Si Mario y Coco, componentes de este grupo peruano, no hubieran sido de allí, de Perú, estoy seguro que en cualquier recopilación, o enciclopedia que se precie sobre el shoegazing, hubieran tenido a Silvania en lo más alto; poderosos, ambientales, repletos de señales para quererlos.

"Trilce", es como encontrarse a Cocteau Twins tomando mate en un bar de sombras y de guiños de ojos. Si. Silvania erán asi. Todo especulación. En este primer disco, allá por el lejano 1993, dejan huellas y más huellas para que les tengamos junto a My Bloody Valentine. "Flor de agua infinita" es puro feedback sentimental, hermana de Slowide y de tantos grupos que nos hicieron palidecer con su mirada al suelo.
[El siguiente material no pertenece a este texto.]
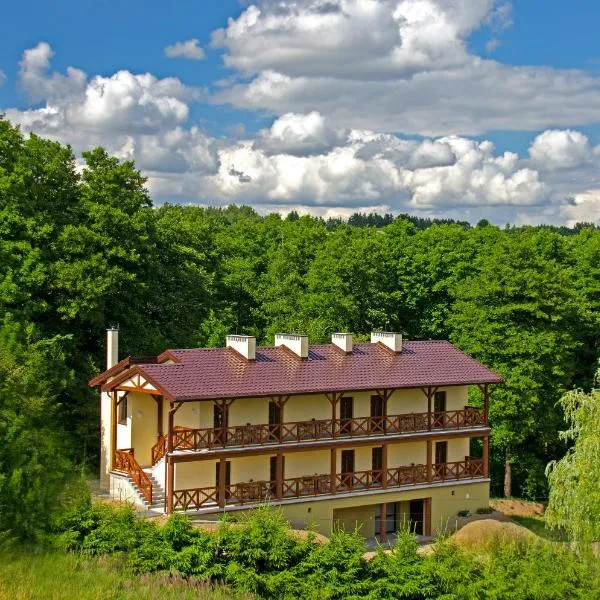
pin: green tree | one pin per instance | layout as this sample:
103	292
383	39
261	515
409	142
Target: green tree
575	479
519	313
34	470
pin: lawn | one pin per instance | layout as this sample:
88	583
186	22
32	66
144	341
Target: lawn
58	576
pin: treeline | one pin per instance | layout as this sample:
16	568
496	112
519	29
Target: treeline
82	247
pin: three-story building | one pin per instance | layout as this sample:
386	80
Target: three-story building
343	434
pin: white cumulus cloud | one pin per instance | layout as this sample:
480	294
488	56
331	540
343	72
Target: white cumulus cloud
394	65
189	49
560	149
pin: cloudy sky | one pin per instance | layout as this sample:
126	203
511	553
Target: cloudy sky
447	108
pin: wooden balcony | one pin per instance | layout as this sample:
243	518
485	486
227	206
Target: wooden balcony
186	438
252	492
124	462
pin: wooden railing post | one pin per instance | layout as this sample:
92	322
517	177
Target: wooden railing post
384	474
113	430
383	522
333	471
486	456
429	462
222	481
486	403
170	465
279	477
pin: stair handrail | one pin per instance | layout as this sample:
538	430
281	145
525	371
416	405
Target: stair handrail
125	462
159	449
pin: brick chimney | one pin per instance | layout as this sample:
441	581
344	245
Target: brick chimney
392	340
296	343
244	344
343	341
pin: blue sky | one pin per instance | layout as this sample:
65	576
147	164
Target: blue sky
326	106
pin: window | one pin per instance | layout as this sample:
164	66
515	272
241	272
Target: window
122	411
377	458
346	414
439	402
347	461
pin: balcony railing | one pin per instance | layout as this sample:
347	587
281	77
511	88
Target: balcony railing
186	438
317	485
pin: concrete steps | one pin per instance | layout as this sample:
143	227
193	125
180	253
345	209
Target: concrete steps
158	492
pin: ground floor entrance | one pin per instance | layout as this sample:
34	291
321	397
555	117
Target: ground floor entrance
386	518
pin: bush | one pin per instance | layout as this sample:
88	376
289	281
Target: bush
484	510
260	555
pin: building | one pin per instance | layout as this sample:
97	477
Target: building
340	434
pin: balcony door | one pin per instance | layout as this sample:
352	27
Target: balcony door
273	474
227	479
416	515
377	465
439	409
220	423
377	421
441	458
346	415
347	469
275	419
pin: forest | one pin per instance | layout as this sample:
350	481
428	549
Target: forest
82	247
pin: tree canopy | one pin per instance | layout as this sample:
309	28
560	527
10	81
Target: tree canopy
82	246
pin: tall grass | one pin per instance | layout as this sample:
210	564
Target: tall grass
61	576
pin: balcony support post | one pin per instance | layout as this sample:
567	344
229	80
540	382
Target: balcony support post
159	416
333	470
174	408
222	481
113	430
383	522
333	398
486	403
384	473
279	476
427	516
429	393
486	456
170	484
429	462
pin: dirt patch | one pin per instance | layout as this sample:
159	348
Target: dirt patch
478	534
518	508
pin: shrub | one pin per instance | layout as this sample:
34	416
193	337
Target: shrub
484	510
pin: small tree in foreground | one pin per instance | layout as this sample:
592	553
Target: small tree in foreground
575	479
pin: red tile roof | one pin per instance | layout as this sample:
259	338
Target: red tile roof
205	373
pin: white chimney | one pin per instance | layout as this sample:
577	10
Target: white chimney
244	344
112	346
296	343
343	341
392	340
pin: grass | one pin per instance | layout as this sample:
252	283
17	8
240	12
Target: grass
538	526
58	576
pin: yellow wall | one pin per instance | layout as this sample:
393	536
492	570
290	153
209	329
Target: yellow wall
254	468
144	426
299	464
361	518
446	501
195	474
249	410
305	408
403	454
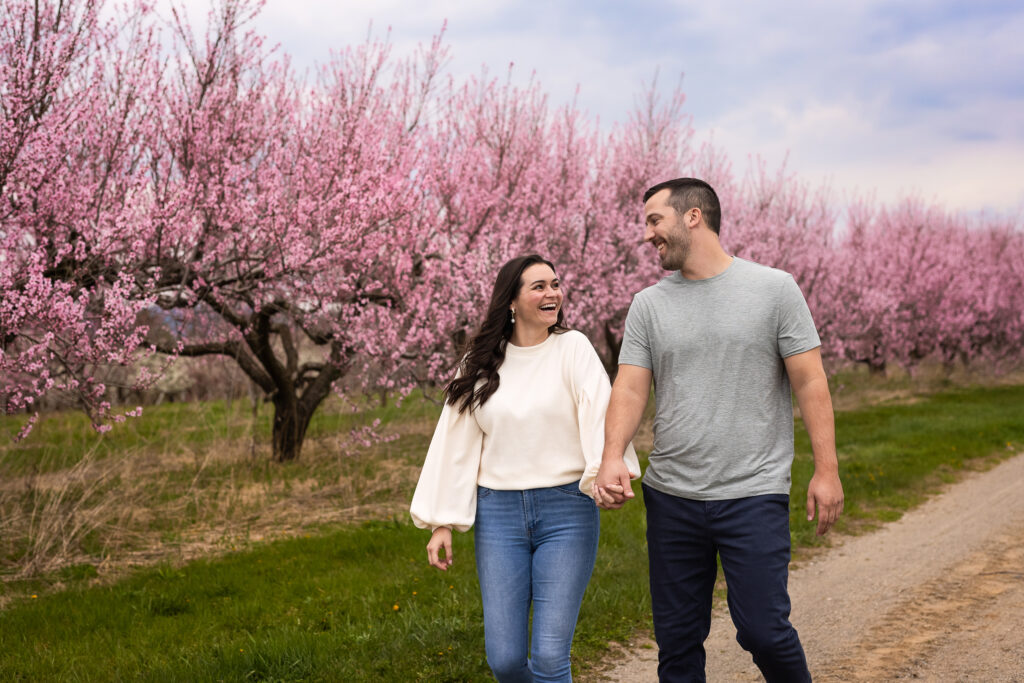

Afincados en Madrid, los peruanos siempre estuvieron a remojo, lejos de los indie patrios de los 90, sumergidos en vaho o en nubes que daban para suspiros y pintar en el cielo algún señuelo para seguirlos. "El cielo en el océano" dura media hora, pero su intensidad es innegable. "Un bosque en la memoria" es delicada, una vacación por un parque repleto de voces que se pierden en la bruma, de ojos que se cierran cuando la noche se entromete demasiado con los sueños.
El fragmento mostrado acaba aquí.